The Red Cross is Using Cruise Ships for Pandemic Quarantine in Italy

A new spin on cruise ships and the pandemic

Cruise ships
Some cruise ships have found a new purpose during the pandemic.
Patrick Van Brussel/Unsplash

A year ago, during the first wave of the pandemic, a host of alarming stories emerged about cruise ships that were home to outbreaks of COVID-19. The effects of that led to a host of aftereffects, including leaving cruise ship employees stranded at sea and inspiring a gripping documentary. Now, cruise ships and the pandemic are intersecting in a new and different way — only this time, the outcome looks much less unsettling.

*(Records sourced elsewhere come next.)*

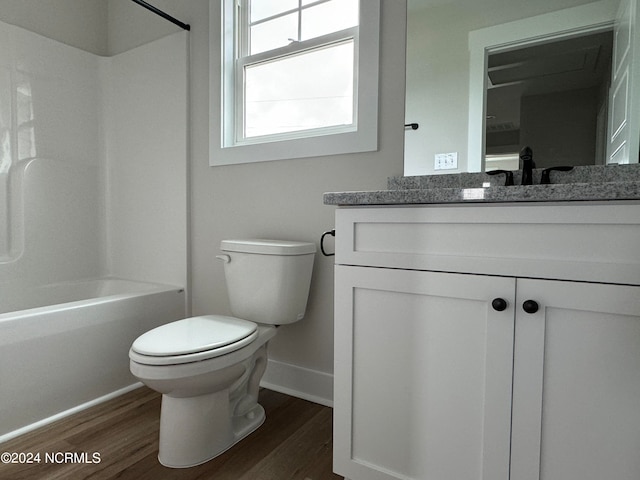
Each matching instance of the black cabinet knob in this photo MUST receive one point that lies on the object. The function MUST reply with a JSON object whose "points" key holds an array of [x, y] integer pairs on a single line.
{"points": [[499, 304], [530, 306]]}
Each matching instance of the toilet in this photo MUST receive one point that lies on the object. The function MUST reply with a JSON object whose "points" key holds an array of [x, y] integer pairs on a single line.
{"points": [[208, 368]]}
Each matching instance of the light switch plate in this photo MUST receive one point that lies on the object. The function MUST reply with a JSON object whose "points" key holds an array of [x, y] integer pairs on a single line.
{"points": [[446, 161]]}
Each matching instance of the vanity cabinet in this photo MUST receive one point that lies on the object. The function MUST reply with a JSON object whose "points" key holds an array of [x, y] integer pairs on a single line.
{"points": [[490, 342]]}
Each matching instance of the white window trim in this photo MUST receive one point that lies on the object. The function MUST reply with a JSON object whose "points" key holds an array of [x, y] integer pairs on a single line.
{"points": [[362, 138]]}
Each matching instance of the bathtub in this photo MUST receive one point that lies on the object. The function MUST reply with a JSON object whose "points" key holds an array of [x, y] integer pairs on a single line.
{"points": [[69, 349]]}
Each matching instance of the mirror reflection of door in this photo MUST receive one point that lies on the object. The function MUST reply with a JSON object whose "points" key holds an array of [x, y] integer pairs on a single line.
{"points": [[552, 97]]}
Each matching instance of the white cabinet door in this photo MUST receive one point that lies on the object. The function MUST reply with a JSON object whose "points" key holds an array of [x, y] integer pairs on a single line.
{"points": [[423, 372], [576, 388]]}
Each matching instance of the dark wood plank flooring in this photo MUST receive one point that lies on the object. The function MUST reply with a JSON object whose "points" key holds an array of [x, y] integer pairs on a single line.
{"points": [[295, 443]]}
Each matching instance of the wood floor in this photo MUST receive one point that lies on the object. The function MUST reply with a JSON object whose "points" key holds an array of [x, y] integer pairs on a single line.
{"points": [[293, 444]]}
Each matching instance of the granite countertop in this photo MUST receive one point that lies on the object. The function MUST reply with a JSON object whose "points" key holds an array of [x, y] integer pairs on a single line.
{"points": [[590, 183]]}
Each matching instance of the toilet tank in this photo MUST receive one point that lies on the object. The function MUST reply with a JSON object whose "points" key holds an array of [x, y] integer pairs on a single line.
{"points": [[268, 280]]}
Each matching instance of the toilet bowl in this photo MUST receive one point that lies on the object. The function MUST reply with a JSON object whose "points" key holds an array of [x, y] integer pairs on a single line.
{"points": [[208, 368]]}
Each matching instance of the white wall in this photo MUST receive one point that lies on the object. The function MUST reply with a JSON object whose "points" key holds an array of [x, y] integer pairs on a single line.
{"points": [[79, 23], [280, 199]]}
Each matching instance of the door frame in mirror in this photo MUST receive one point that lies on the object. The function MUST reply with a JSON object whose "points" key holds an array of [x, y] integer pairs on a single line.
{"points": [[561, 25]]}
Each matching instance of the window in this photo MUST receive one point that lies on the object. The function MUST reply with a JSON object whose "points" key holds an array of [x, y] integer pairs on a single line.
{"points": [[293, 73]]}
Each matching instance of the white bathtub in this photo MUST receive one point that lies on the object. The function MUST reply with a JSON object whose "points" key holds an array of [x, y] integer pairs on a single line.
{"points": [[73, 353]]}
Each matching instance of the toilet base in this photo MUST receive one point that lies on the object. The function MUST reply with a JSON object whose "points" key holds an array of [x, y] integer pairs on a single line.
{"points": [[197, 429]]}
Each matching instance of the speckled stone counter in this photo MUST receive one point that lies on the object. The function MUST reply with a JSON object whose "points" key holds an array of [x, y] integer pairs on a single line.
{"points": [[592, 183]]}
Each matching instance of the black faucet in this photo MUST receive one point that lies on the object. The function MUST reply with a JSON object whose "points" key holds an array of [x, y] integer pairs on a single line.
{"points": [[526, 156]]}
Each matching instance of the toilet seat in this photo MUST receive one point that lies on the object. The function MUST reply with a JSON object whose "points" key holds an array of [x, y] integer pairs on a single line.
{"points": [[193, 339]]}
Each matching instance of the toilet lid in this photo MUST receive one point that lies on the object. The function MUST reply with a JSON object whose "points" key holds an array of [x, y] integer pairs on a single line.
{"points": [[193, 335]]}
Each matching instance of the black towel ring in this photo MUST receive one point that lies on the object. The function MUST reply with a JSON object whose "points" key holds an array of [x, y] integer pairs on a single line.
{"points": [[333, 234]]}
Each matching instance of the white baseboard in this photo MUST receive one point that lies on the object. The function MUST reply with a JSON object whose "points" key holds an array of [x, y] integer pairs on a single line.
{"points": [[299, 382], [66, 413]]}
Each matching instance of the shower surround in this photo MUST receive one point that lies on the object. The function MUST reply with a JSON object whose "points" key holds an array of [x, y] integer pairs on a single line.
{"points": [[93, 186]]}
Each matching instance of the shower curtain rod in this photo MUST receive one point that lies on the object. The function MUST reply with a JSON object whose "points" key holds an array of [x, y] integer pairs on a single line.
{"points": [[164, 15]]}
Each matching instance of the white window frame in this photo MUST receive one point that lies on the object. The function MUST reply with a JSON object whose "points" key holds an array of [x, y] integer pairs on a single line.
{"points": [[362, 136]]}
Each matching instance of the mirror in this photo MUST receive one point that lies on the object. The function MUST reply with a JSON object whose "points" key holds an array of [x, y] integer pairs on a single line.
{"points": [[525, 105]]}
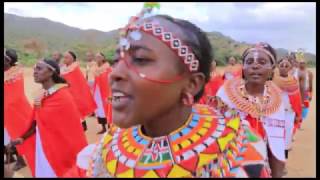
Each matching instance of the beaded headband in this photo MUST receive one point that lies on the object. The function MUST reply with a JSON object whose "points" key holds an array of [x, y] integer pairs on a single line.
{"points": [[48, 65], [156, 30], [300, 55], [257, 47]]}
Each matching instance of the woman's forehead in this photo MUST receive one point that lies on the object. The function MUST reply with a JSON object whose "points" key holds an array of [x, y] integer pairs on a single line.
{"points": [[259, 53]]}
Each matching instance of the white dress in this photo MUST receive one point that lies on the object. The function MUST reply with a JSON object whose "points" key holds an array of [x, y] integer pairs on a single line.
{"points": [[97, 97], [275, 135], [43, 167], [290, 117]]}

At The Atlantic, Ian Urbina reports on a new effort by the Red Cross taking place off the coast of Italy, in which otherwise inactive cruise ships play a significant role. Currently, 9 cruise ships are in use after being chartered by the Italian Red Cross. Their purpose? Provide a place where migrants rescued from crossing the Mediterranean can stay and quarantine.

Unable to get press access to the ships, Urbina volunteered with the Red Cross, and wrote about what he saw from that perspective. Among his observations: changing the function of these cruise ships also changed the atmosphere on board. “For all its wood paneling and velvet upholstery, the ship felt less like a vacation destination than a nursing home — a place humid with worried waiting, and smelling of boiled broccoli and carrots,” Urbina wrote.

His description of his time aboard the cruise ship La Suprema also gives a sense of how many people were on board: “a few dozen” Red Cross personnel and “several hundred” migrants — generally hailing from “Tunisia, Egypt, Libya, Somalia, Bangladesh, or Eritrea.” When their period of quarantining came to a close, they’d be taken to the shore and moved to a facility there.

The whole article — complete with evocative photography — offers a perceptive and insightful look at a place where two nationwide efforts converge.